Quiconque a prié pendant des années sans voir de réponse comprend bien l’attente de Duncan Campbell. Il servit fidèlement pendant des décennies dans de petites églises de l’intérieur de l’Écosse avant de devenir, à 51 ans, l’instrument du plus grand réveil que le pays ait connu au XXe siècle.
Campbell naquit le 13 février 1898 à Benderloch, en Écosse, cinquième d’une famille de dix enfants d’un maçon. Ses parents se convertirent lors de réunions de la Faith Mission en 1901, et Duncan lui-même donna sa vie au Christ alors qu’il était encore adolescent, en 1913.
Il servit pendant la Première Guerre mondiale et rentra blessé en 1918. L’année suivante, il termina sa formation à la Faith Mission et se mit à parcourir les Highlands et les îles écossaises comme prédicateur itinérant, y compris l’île de Skye, où il fut pasteur d’une congrégation de l’Église libre unie.
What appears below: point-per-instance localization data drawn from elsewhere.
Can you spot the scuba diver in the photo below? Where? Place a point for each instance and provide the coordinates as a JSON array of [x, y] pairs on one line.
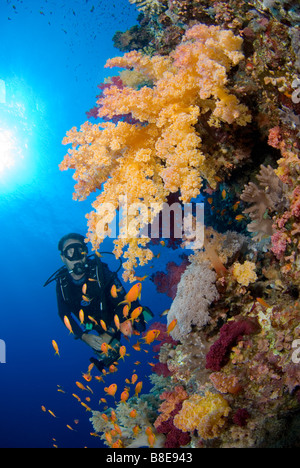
[[88, 299]]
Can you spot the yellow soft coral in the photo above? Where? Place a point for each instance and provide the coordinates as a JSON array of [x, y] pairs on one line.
[[146, 162], [244, 273], [206, 414]]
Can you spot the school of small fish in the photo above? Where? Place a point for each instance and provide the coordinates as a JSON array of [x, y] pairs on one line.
[[114, 393]]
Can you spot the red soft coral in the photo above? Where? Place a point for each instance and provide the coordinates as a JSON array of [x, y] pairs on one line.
[[167, 282], [230, 334]]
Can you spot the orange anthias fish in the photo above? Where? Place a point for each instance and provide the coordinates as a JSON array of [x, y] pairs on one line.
[[54, 344], [133, 294], [134, 378], [124, 396], [114, 291], [117, 322], [105, 348], [137, 346], [136, 313], [151, 336], [138, 388], [263, 302], [111, 390], [126, 311], [87, 377], [171, 326], [126, 328], [67, 324], [81, 317], [80, 385], [122, 352], [133, 413]]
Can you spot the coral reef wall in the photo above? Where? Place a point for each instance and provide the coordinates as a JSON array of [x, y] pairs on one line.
[[208, 103]]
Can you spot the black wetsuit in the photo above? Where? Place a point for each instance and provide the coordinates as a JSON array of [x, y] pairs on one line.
[[97, 302]]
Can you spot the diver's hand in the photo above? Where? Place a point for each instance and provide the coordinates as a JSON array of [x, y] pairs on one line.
[[94, 341]]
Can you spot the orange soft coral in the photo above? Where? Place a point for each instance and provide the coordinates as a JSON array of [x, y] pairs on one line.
[[204, 413], [146, 162]]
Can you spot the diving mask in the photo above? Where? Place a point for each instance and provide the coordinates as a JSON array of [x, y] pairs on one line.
[[75, 252]]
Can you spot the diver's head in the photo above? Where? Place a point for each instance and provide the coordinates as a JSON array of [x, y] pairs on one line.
[[73, 252]]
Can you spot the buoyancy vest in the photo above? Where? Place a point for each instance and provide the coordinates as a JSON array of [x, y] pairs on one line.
[[96, 305]]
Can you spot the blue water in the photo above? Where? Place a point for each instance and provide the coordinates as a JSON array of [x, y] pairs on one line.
[[52, 58]]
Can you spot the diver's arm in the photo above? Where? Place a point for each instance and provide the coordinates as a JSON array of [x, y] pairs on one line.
[[64, 311], [95, 341]]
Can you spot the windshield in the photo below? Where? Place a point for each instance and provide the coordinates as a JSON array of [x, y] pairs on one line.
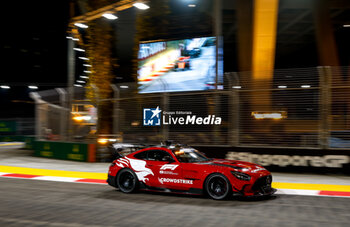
[[189, 155]]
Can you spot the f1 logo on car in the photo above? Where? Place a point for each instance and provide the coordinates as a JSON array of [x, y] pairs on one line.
[[169, 167], [151, 116]]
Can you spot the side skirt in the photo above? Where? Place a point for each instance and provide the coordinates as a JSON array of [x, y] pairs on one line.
[[194, 191]]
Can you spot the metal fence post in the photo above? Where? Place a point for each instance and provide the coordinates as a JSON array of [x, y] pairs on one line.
[[63, 114], [325, 76], [235, 109]]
Il épousa Shona Gray au milieu des années 1920 et servit pendant une décennie à Balintore, dans l’est de l’Écosse, avant de prendre la charge d’une église à Falkirk, où il fut ordonné pasteur en 1942. C’étaient des années de travail fidèle, mais sans le tumulte des foules.
En 1949, alors que sa famille vivait déjà à Édimbourg, il reçut l’invitation du révérend James Murray MacKay à venir prêcher pendant dix jours dans la paroisse de Barvas, sur l’île de Lewis. Deux sœurs âgées de la congrégation, Peggy et Christine Smith, priaient depuis des semaines en s’appuyant sur Ésaïe 44:3, demandant à Dieu de répandre de l’eau sur la terre desséchée.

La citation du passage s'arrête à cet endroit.